Abstract Background Rheumatoid arthritis (RA), systemic lupus erythematosus (SLE) are diseases that both result from an immune response that does not correctly recognize self-antigens. In fact, the two diseases share a number of clinical manifestations, immunological features, and genetic characterizations. The aim of this study was to identify the common genetic features, immune cell composition, and molecular mechanisms of SLE and RA. Method Microarray data for RA and SLE in the Gene Expression Omnibus (GEO)database (http://www.ncbi.nlm.nih.gov/geo) was downloaded. We obtained differentially expressed genes (DEGs) for RA and SLE using ‘limma’ package of R software, and subsequently obtained common DEGs for the intersection of these two diseases. GO and KEGG enrichment analyses of these common DEGs were performed.

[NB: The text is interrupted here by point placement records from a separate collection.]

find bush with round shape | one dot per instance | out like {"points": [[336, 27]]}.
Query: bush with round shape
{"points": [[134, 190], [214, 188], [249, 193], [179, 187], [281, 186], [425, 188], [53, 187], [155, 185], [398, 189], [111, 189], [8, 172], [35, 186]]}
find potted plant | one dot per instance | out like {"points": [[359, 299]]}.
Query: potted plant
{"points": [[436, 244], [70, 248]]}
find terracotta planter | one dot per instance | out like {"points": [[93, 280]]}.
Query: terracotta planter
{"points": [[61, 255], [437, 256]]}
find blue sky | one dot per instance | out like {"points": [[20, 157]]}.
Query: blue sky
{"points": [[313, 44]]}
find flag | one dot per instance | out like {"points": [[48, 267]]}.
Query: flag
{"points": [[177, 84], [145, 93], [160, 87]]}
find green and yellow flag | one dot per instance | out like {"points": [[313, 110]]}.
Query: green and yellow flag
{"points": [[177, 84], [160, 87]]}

The Protein-protein interaction (PPI) network was constructed from Search Tool for Retrieval of Interacting Genes (STRING) 11.0 and then hub genes were screened by Cytoscape. After verification datasets verification, we obtained five top significant genetic factors from the hub genes. Then, the immune cell infiltration characteristics analysis of RA and SLE were performed using the CIBERSORT algorithm. In addition, microRNAs (miRNAs) for RA and SLE were acquired from the Human MicroRNA Disease Database (HMDD) and their target genes were to be predicted by miRNA-target interactions database (miRTarbase). The miRNAs–mRNAs network was constructed with intersecting genes and miRNAs. At last, drug candidates for top significant genetic factors were forecasted by the Drug Signature Database (DSigDB). Results Using the 'limma' package of R, 232 DEGs for RA, 302 DEGs for SLE, and 52 common DEGs (44 up-regulated and 8 down-regulated) were obtained. Pathway of negative regulation of viral genome replication is most enriched in both RA and SLE. IFI44, IFI44L, IFI6, IFIT3 and PLSCR1 were finally validated as the top significant genetic factors. Dendritic cells activated infiltration was significantly associated with the five top significant genetic factors. The miRNA-mRNA network showed hsa-miR-146a may regulate three top significant genetic factors and play a critical role in RA and SLE. Conclusions IFIT3, IFI44, IFI44L, IFI6 and PLSCR1 were identified as relevant genetic markers for the co-occurrence of RA and SLE, which could be considered as promising clues for the treatment of them.